この自動運転が可能となれば、疲労や感情の変動によって見落としがちな危険を認識し事故を回避できたり、運転者のストレスや疲労を大幅に軽減したりすることができるでしょう。
インターネットの検索エンジン
私たちが普段パソコンやスマートフォンで利用する検索エンジンは、人工知能の活用例として最も身近なものだといえます。Googleなどでキーワードを入力して検索すると、人工知能がWebサイト内で使用されているキーワードからサイトの特徴を認識し、最適なものを表示してくれているのです。
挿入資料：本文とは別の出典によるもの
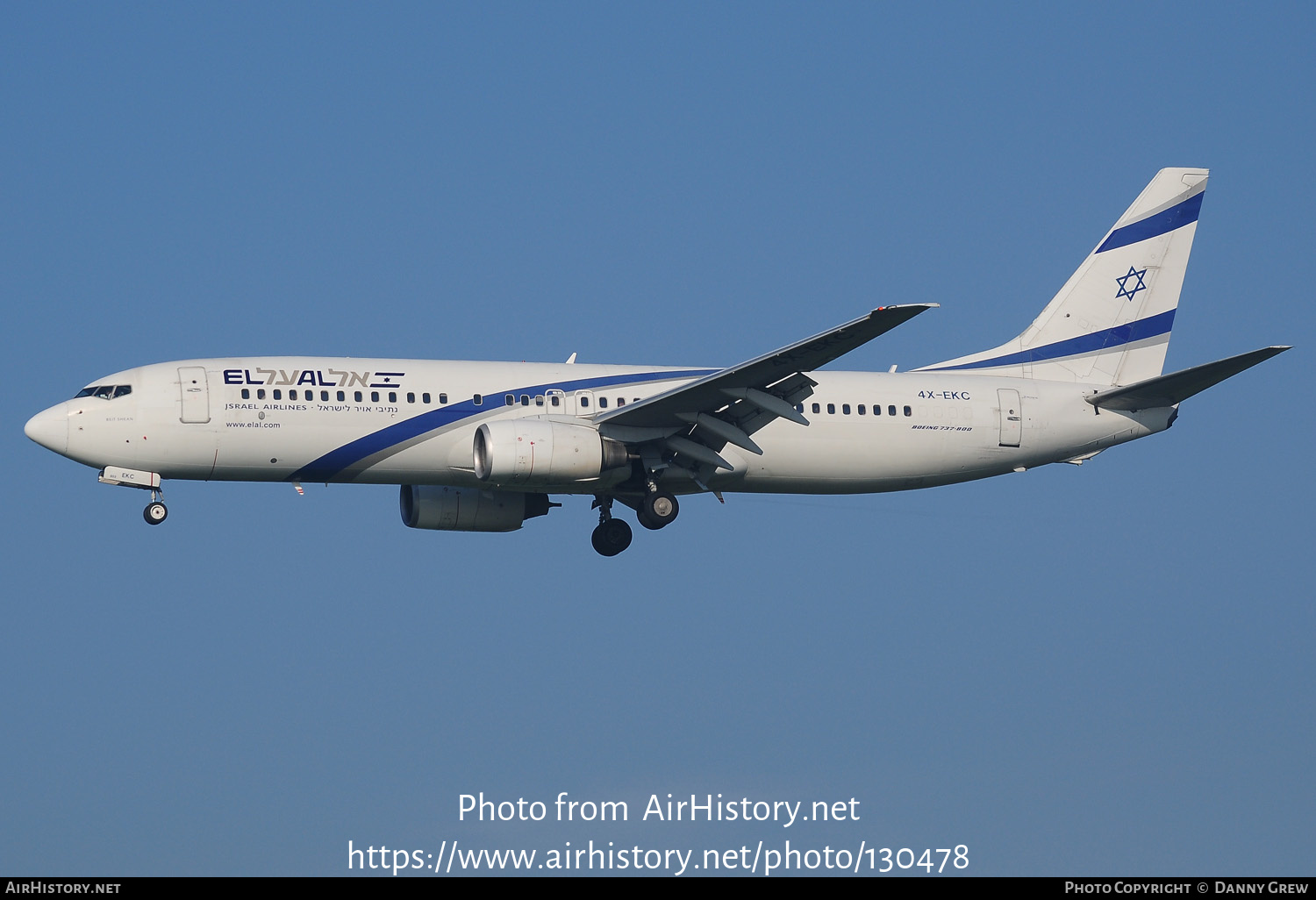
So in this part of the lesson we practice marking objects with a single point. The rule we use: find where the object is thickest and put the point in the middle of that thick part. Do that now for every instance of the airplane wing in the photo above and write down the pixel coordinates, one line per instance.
(1177, 387)
(699, 418)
また、質の低いコンテンツや有害サイトを見極めて排除するといった機能も搭載されています。
人工知能を活用することで検索エンジンが最適化され、ユーザーが欲しい情報をより探しやすくなるといえるでしょう。
電話オペレーション業務のサポート
最近では人工知能を導入するコールセンターも増えており、音声ガイダンスに従って操作をしてからオペレーターが対応するというシステムも珍しくありません。逆にコールセンター側でも、顧客との会話を音声認識機能が分析し、問題解決につながる情報をオペレーターに提示してくれるといった手法が登場しています。
これによりスムーズに、且つ的確な回答ができ、顧客満足度のアップにつながるといえるしょう。また、顧客のみならず、オペレーター不足という問題を抱える企業にとってもメリットとなります。
人工知能の現状と今後の課題
人工知能は1960年代から研究・開発が進められてきましたが、現状はどのくらいのレベルで、今後の課題としてどんなものがあるのでしょうか。
飛躍的な進歩を見せる人工知能
人工知能は約60年にも及び開発が続けられてきましたが、急激に進化し始めたのは2000年代のディープラーニングが誕生してからです。それからというもの輪をかけたように進化スピードが上がり、近い将来人間の処理能力を超えるといわれています。
とはいえ、2016年に行われた「人工知能vs人間」の囲碁対戦では見事人工知能が人間に勝利しました。その後将棋やチェスでも続々とプロを負かしている状態です。現在は、人工知能の技術開発プロジェクトとして電王戦が盛んに行われており、さらなる飛躍が期待されています。
人工知能の今後の課題
今後も進化し続ける人工知能には、大きく分けて「責任の所在」「人工知能の判断基準」「失業者の増大」と3つの課題があるといわれています。
・責任の所在に関する判断が難しい
責任の所在というのは、万が一人工知能を利用してトラブルが起きた際、誰が責任を負うべきなのかという問題です。例えば、人工知能に判断を任せた結果大きな事故につながったとしましょう。この場合、人工知能を扱っている人間に非があるのか、それとも人工知能を開発した人の過失なのかといった判断が非常に難しくなります。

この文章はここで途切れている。